別に誰かと会っても普通に話すことは出来るけど、出来ることなら誰にも会いたくない。

見たいテレビもやってないし、2ちゃんにも人がいない。お腹も大して減ってはいない。
加護ちゃんは、布団に寝ころんで、大好きなアルバムを再生しながら、大好きな男の子のことを考える。

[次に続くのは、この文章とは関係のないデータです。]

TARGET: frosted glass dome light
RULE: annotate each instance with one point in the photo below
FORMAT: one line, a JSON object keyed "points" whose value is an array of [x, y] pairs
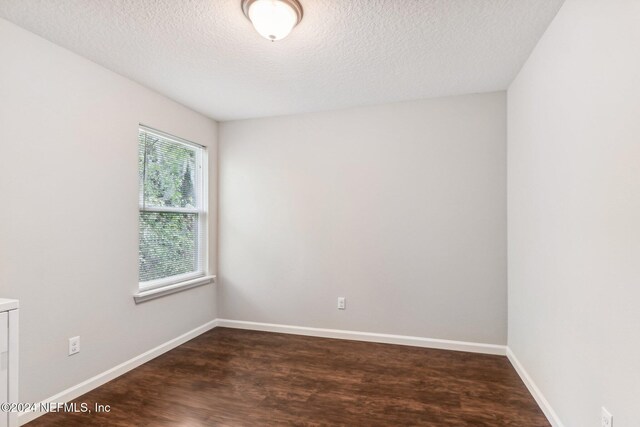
{"points": [[273, 19]]}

××君は、この曲を知ってるのかな。この曲のハーモニーについて、どう思うのかな。
こんな時代遅れの曲だけど、××君は気に入ってくれるかな・・・。


加護ちゃんは小さい胸を痛くしながら、ビーチ・ボーイズを聴きながら、ずっとその男の子の
ことについて考え続けるのだ。見たことのないカリフォルニアの青空の下で、その男の子と
一緒にいることを。加護ちゃんは目を閉じて、感じるのだ。
××君とはいつ会えるか、会えるか自体も分からないけど、ビーチ・ボーイズの無条件に幸せな
ハーモニーと、ビートと、メロディーを聴いていると、加護ちゃんにはいつかそれが実現するの
では無いかと思えてくるのだ。勇気は無いけれど、無いなりに加護ちゃんはそのメロディーと、
ハーモニーを信じるのだ。14歳の加護ちゃんには、それが恋というものの全てなのだ。

そうやっている内に時間は過ぎていくけれど、加護ちゃんは無理をして自分を変えていく必要は
無いと思っている。今、彼のことを考えながら音楽を聴いている時に幸せを感じるし、彼のこと
を考えるのが好きだし、何より加護ちゃんは、恋は偶然だと思っている。


加護ちゃんはその一瞬を、瞬間を、意識する訳でも無く待ちながら、休日を過ごす。
そして多分加護ちゃんはきっと、その男の子と出会うのだ。それが、幸せな出会いであることを僕は願う。